The Impact of Sialylation Linkage Type on the Pharmacokinetics of Recombinant Butyrylcholinesterases

Chinese hamster ovary (CHO) cells typically produce glycoproteins with N-glycans terminating in alpha-2,3 sialylation. Human cells produce glycoproteins that include alpha-2,3 and alpha-2,6 sialic acids. To examine the impact of altering protein sialylation on pharmacokinetic properties, recombinant human butyrylcholinesterase (BChE) was produced in CHO cells by knocking out the alpha-2,3 sialyltransferase genes followed by overexpression of the alpha-2,6 sialyltransferase (26BChE) enzyme. The N-glycan composition of 26BChE was compared to BChE with alpha-2,3 sialylation (23BChE) derived from wild-type CHO cells. Both 23BChE and 26BChE exhibited comparable antennarity distributions with bi-antennary di-sialylated glycans representing the most abundant glycoform. CD-1 mice were intravenously injected with the 23BChE or 26BChE, and residual BChE activities from blood collected at various time points for pharmacokinetic analyses.

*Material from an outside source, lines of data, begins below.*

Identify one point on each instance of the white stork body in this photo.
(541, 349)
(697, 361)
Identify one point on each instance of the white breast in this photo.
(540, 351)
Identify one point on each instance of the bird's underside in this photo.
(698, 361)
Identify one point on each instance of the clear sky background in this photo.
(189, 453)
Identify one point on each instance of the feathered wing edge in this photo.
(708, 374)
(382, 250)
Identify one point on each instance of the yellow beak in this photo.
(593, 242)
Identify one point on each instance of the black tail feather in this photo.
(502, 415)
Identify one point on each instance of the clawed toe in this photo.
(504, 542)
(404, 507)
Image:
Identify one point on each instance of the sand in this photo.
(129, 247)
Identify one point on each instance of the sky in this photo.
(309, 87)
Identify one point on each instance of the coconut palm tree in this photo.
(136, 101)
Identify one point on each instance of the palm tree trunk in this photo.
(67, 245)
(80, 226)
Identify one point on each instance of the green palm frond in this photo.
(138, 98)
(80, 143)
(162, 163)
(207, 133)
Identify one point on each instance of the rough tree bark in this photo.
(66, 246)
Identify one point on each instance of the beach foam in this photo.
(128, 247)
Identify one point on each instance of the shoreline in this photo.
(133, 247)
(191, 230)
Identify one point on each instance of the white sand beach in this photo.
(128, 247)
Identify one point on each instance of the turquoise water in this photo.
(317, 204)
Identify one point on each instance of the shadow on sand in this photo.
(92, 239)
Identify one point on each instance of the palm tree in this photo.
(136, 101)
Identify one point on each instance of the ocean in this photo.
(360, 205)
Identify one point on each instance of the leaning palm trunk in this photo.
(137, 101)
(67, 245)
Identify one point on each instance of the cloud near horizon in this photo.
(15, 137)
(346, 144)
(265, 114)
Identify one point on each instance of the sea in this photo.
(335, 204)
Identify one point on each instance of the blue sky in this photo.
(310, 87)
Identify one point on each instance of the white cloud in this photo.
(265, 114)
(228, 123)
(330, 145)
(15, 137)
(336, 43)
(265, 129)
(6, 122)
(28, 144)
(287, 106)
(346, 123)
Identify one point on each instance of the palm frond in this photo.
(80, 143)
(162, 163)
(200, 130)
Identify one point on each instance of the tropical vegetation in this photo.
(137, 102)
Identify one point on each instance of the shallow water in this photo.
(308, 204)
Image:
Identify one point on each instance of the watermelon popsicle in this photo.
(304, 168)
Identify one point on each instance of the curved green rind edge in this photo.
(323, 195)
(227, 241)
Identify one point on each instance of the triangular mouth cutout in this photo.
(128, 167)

Although 23BChE contained a slightly lower initial sialylation level compared to 26BChE, the molecule exhibited higher residual activity between 5 and 24 hr postinjection. Pharmacokinetic analyses indicated that 23BChE exhibited an increase in area under the curve and a lower volume of distribution at steady state than that of 26BChE. These findings suggest that the type of sialylation linkage may play a significant role in the pharmacokinetic behavior of a biotherapeutic when tested in in vivo animal models.